The Google trick: the Dutch sandwich and the Irish double

Google understood the transfer pricing trick perfectly and applied it to patents and intellectual property. In October 2010, a Bloomberg investigation uncovered a technique that allowed Google to pay only 2.4% in income tax outside the United States. For Europe, the Middle East and Africa, it is the company Google Ireland Ltd which manages the activities of the American giant. Almost 88% of the multinational’s turnover outside the United States is thus concentrated in this company because each European subsidiary depends on this parent company. However, in Ireland, corporate tax is 12.5%, against 33% at the time for France. But this is only the first step.

  • To further reduce its taxes, Google has gone much further because if Google Ireland Ltd manages the group’s activities in the region, it does not hold the intellectual property rights for the exploitation of the patents and the trademark. These are controlled by Google Ireland Holding s, a Bermuda-based company. Google Ireland Ltd must therefore pay the latter royalties which, as if by a miracle, correspond more or less to the profits made in Europe. This allows Google to avoid paying corporate tax in Ireland. This is called the “Irish double”.

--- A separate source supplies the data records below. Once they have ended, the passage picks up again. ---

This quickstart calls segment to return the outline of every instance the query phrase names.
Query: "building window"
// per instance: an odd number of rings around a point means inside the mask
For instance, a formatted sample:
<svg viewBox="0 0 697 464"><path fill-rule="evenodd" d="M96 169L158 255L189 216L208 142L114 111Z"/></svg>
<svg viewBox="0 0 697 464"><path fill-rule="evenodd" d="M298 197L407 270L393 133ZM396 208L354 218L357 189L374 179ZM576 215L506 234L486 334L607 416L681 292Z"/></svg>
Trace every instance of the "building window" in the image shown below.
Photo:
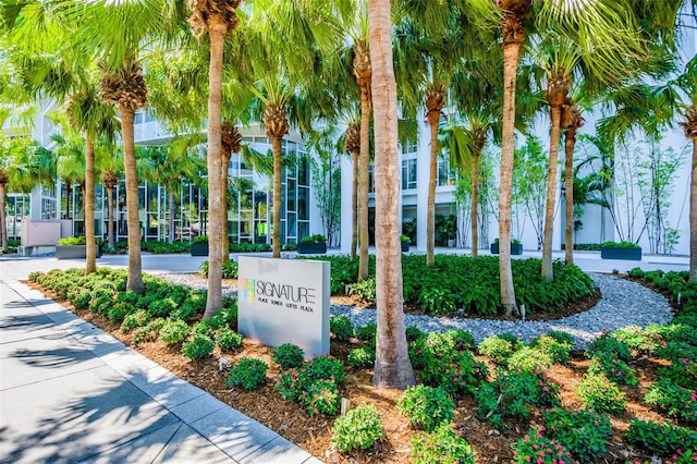
<svg viewBox="0 0 697 464"><path fill-rule="evenodd" d="M450 162L447 159L438 160L438 186L455 185L455 172L450 169Z"/></svg>
<svg viewBox="0 0 697 464"><path fill-rule="evenodd" d="M416 188L416 158L402 160L402 190Z"/></svg>
<svg viewBox="0 0 697 464"><path fill-rule="evenodd" d="M418 150L418 147L416 146L416 142L406 141L402 146L402 154L404 155L415 154L417 150Z"/></svg>

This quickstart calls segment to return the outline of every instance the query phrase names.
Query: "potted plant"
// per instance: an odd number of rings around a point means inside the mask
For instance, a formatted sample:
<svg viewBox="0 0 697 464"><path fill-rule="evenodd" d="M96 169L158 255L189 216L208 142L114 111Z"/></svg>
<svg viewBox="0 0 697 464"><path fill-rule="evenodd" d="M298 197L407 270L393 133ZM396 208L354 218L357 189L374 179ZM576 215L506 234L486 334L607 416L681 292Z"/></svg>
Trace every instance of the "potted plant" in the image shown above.
<svg viewBox="0 0 697 464"><path fill-rule="evenodd" d="M406 235L400 235L400 242L402 243L402 252L408 252L411 239Z"/></svg>
<svg viewBox="0 0 697 464"><path fill-rule="evenodd" d="M632 242L603 242L600 245L600 258L641 260L641 247Z"/></svg>
<svg viewBox="0 0 697 464"><path fill-rule="evenodd" d="M208 256L208 235L197 235L192 240L192 256Z"/></svg>
<svg viewBox="0 0 697 464"><path fill-rule="evenodd" d="M499 254L499 239L494 239L493 243L491 244L491 254L492 255ZM523 244L521 243L519 240L512 239L511 255L522 255L522 254L523 254Z"/></svg>
<svg viewBox="0 0 697 464"><path fill-rule="evenodd" d="M97 243L97 257L99 258L101 257L99 249L101 240L96 239L95 242ZM59 239L58 245L56 245L56 257L58 259L86 258L87 242L85 235Z"/></svg>
<svg viewBox="0 0 697 464"><path fill-rule="evenodd" d="M319 255L327 253L327 237L320 233L307 235L297 244L297 253L301 255Z"/></svg>

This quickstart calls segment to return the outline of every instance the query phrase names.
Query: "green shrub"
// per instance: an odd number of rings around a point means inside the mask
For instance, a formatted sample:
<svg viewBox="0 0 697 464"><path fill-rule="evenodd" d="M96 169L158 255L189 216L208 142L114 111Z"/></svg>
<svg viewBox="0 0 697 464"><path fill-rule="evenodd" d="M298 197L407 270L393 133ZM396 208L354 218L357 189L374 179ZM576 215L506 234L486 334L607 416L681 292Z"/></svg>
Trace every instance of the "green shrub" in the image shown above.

The problem is that these fees are normally taxed in Ireland

  • Except in one case, when they are transferred to certain countries of the European Union. Google has therefore found the solution by forwarding these royalties through the Netherlands. Google therefore pays virtually no tax in Ireland on these famous royalties. But why go through the Netherlands in particular? Because the country exempts the profits which leave the borders to go to Bermuda. And Google Netherlands Holdings BV pays nearly 99.8% of the amounts collected to Google Ireland Holdings in Bermuda. This is called the “Dutch sandwich” to transfer funds between two other companies.

Arbitrations

Arbitration, at the heart of the news with the affair, is sometimes also used by companies to optimize their taxation. As tax specialist in commercial law, explained to Challenges, a USA company can, for example, arrange with another company located in a tax haven to invent a commercial dispute between the two groups. For example on a question of infringement of patents, image rights, etc. An arbitration is made in Paris and the USAcompany loses. For example, it owes 40 million euros to the offshore company. An amount that it can deduct from its profits to reduce the amount of its taxes.